Comunque. Il romanzo dopo va un pochino… ad ingolfarsi in sciupati sogni, in risaputi bisogni intellettuali, proponendo riflessioni non sempre originali. Ad esempio incontra i fascisti degli anni ottanta. E come potevano essere i fasci in quegli anni? Li descrive in questo modo,“C’erano anche un paio di ragazzi molto ignoranti che si chiamavano fascisti, ma così, nemmeno troppo seriamente.” La frase appare banale. Perché negli anni ottanta una porzione di popolo si dichiarava fascista, molto seriamente. Per questo si poteva morire, molto seriamente. E leggevano i libri pure i ragazzi fascisti. E quelli di Sinistra conoscevano bene i giovani fascisti di cultura, li incontravano nei dibattiti ‘Nietzsche contro Marx’.

Comunque. Non si può chiedere a Francesco Piccolo una descrizione diversa del mondo giovanile di Destra. Come non si può chiedere altro al ricordo di quel suo reportage su Alleanza Nazionale; giacché lo scrittore ricorda una manifestazione – “sciANdo” a Ovindoli negli anni Novanta – con un piglio malinconico; un piglio che tratteggiava un popolo di Destra tutto “cravattone ampie”, tutto “maschioni fascisti”, tutto “estremisti che dicono che non si può stare al governo.”

Comunque. A Francesco Piccolo ora è possibile chiedere, sottovoce, di non insistere, in un prossimo romanzo, con una così costante decifrazione della filosofia esistenzialistica. Ne “Il desiderio…” queste risonanze filosofiche generano una riflessione replicata, molto chiara, vale a dire: la realtà coinvolge senza sosta… alla realtà è impossibile sottrarsi… e conta far parte del mondo… perciò la vita privata e pubblica sono legate… e in differenti tempi storici Berlinguer, Craxi, Berlusconi influiscono sulla felicità o infelicità individuale. In questo modo, forse forse, per sentirsi esistenzialisti, sarebbe meglio rileggere Jean Paul Sartre!

Comunque. Sul “Corriere della Sera” lo studioso Alberto Casadei ha portato una risposta,“Per dire, quest’anno, allo Strega, direi che il vincitore autentico sarebbe il terzo classificato, Francesco Pecoraro” cioè non il romanzo di Piccolo. La considerazione di Casadei risulta equilibrata. La scrittura di Piccolo è sì viva; accelera; frena; ma ad un Premio Strega si dovrebbe chiedere di più, almeno una prospettiva per uscire dal disfacimento dello stile letterario contemporaneo. Il nostro è un periodo in cui sarà quasi impossibile ritrovare la centralità dello stile, pur con tanti romanzi premiati, pur con tante bestselleriste chic (Cfr. Aldo Busi).

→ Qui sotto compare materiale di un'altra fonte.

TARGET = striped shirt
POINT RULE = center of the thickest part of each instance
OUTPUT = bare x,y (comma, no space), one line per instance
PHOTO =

Comunque. I Premi letterari soffrono di provinciali nostalgie e di pressioni di ogni genere. Allora “Il desiderio di essere come tutti” vince anche perché sa toccare le corde di una sentimentalità buonista, perché crea un racconto che ritrova i fatti della memoria nazionale. Perdonate!, ma in questo periodo, è proprio tanto ma tanto vincente… una sentimentalità nostalgica di sinistra, da programma televisivo, vale a dire da vero amarcord berlingueriano.

A Piccolo è gradita una sinistra responsabile e riformista; ciò si comprende nel romanzo. Invece a lui raccomandiamo, benevolmente, di non crucciarsi più di tanto nell’aver narrato la Destra degli anni Novanta, la quale non iniziava e non finiva a Ovindoli. E le donne e gli uomini di Destra, che furono “presi in giro” da Francesco Piccolo per “un eccesso di spiritosaggine e tracotanza” – come egli stesso scrive oggi nel romanzo – non accetteranno il suo rimorso, il suo “disagio” un po’ snob, comunque.